Jun 24, 2022 - World

End of Roe v. Wade could endanger abortion access worldwide, rights groups warn

A protestor holds a sign during a rally in support of worldwide abortion rights in Paris,
A protester holds a sign during a rally in support of worldwide abortion rights in Paris on June 24. Photo: Tephane de Sakutin/AFP via Getty Images

The U.S. Supreme Court decision overturning Roe v. Wade could have wide-reaching consequences for reproductive rights worldwide, human rights groups and global leaders warned Friday.

The big picture: The U.S. has joined only three other countries — El Salvador, Nicaragua and Poland — that have rolled back abortion rights since 1994, according to the Center for Reproductive Rights.

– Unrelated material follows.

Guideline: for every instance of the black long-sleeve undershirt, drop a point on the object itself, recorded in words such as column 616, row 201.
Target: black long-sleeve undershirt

  • At the same time, nearly 60 countries have liberalized their abortion laws — though some only incrementally — over the last 25 years.

State of play: The UN and human rights groups warned Friday's U.S. Supreme Court decision could endanger reproductive health access by emboldening anti-abortion rights groups around the globe.

  • "Decisions reversing progress gained have a wider impact on the rights and choices of women and adolescents everywhere," the UN World Population Fund said in a statement Friday. "UNFPA fears that more unsafe abortions will occur around."
  • Alvaro Bermejo, the director-general of the International Planned Parenthood Federation, said: "The fallout from this calculated decision will also reverberate worldwide, emboldening other anti-abortion, anti-woman and anti-gender movements and impacting other reproductive freedoms."
  • Amnesty International warned ahead of Friday's ruling that "any regression in the protection of the right to abortion would not only stand to damage the global perception of the United States; it would also set a terrible example that other governments and anti-rights groups could seize upon around the world in a bid to deny the rights of women, girls and other people who can become pregnant."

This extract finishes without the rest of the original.